URL: https://www.llas.ac.uk/sites/default/files/nodes/6...
Abstract
The traditional focus within the teaching of academic writing in HE is on language produced as linear prose within genres such as the essay, report or case study (Leedham, 2009; Nesi and Gardner, 2006). While attention is increasingly paid to disciplinary variation and, to a lesser extent, the different range of genres required, little research has been conducted on the use of additional semiotic modes. This paper focuses on how resources such as images and layout combine with language in undergraduate student writing.
Data is taken from the British Academic Written English (BAWE) corpus (Nesi, 2011) and comparisons are made between Chinese and British students’ assessed writing in UK universities. Corpus linguistic investigations revealed the Chinese students’ far higher usage of graphs, diagrams, and images (or ‘visuals’) and of writing within a list format compared with the British students’ assignments in the same disciplines (Leedham, 2012).

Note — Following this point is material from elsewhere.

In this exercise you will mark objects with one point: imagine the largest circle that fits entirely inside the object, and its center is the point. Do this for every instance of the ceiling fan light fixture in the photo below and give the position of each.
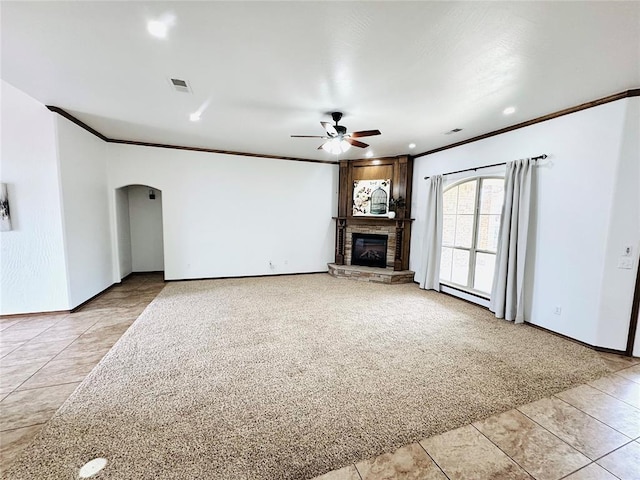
(336, 146)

Combining graphic representations with prose description or presenting a methodology or conclusion section in a list format can provide a more succinct way of conveying meaning than simply relying on linear prose, and is particularly favoured in the more visual disciplines (e.g. Biological Sciences). Since all assignments in the BAWE corpus have been given a high score by discipline tutors, the combinations of different semiotic modes are clearly viewed as acceptable in proficient texts.

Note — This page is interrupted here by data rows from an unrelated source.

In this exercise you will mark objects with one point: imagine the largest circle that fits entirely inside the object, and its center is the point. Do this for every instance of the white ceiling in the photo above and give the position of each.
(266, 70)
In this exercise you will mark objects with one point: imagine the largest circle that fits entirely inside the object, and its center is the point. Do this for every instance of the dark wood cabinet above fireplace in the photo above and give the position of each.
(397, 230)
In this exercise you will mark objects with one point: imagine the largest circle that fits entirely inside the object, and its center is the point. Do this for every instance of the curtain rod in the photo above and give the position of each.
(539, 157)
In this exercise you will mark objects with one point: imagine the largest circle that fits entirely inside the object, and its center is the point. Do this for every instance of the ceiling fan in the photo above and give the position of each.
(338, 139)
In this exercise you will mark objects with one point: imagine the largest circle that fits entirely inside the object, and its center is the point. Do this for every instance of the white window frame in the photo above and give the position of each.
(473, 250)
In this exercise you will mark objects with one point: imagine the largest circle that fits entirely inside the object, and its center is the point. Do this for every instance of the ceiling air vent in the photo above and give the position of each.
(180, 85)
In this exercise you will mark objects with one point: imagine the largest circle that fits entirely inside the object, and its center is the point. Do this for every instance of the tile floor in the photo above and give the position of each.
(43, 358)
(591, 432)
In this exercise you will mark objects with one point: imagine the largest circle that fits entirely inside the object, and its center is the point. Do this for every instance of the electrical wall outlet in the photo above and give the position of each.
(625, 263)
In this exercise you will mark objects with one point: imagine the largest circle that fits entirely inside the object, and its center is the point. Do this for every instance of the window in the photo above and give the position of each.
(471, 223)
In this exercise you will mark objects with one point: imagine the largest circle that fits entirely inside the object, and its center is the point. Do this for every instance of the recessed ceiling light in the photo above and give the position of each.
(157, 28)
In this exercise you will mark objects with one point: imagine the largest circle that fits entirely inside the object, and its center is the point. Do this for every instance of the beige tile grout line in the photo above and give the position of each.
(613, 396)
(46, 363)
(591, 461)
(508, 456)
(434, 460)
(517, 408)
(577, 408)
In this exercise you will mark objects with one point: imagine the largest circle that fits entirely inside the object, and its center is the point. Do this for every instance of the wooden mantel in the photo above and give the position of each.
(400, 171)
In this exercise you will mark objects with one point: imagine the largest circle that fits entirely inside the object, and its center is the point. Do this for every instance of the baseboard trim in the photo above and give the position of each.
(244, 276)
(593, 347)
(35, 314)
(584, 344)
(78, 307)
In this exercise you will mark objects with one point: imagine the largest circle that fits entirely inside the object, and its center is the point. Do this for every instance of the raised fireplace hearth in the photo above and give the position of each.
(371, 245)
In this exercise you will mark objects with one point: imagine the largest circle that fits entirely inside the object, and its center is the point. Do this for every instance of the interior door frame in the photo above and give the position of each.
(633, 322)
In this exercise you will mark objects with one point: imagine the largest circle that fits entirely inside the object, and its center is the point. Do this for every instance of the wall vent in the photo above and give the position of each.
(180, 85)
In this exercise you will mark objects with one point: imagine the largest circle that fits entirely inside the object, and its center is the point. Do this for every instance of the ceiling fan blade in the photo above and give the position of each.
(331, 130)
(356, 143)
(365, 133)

Interviews with discipline lecturers (n=58) are drawn on to investigate attitudes towards the use of visuals within student academic writing and to challenge notions of ‘good’ writing often held by writing tutors. A survey of writing tutors carried out for this presentation reveals that the majority have first degrees within the arts and humanities and have little study or work experience within the sciences. Writing tutors are thus more accustomed to the essayist tradition of writing and less confident in teaching students how to use non-linguistic semiotic modes (cf. Johns, 1998). The resulting privileging of continuous prose over the use of graphs, diagrams, and images disadvantages not only those students who need to acquire competence in the production and comprehension of visuals in disciplines such as Biological Sciences, Economics and Engineering, but also those who may be more visually-oriented. Competence in ‘graphic literacy’ is increasingly important in a Web 2.0 world (Sorapure, 2011), and this paper argues that writing tutors and other UK academics should embrace the use of a broad range of semiotic modes at undergraduate level.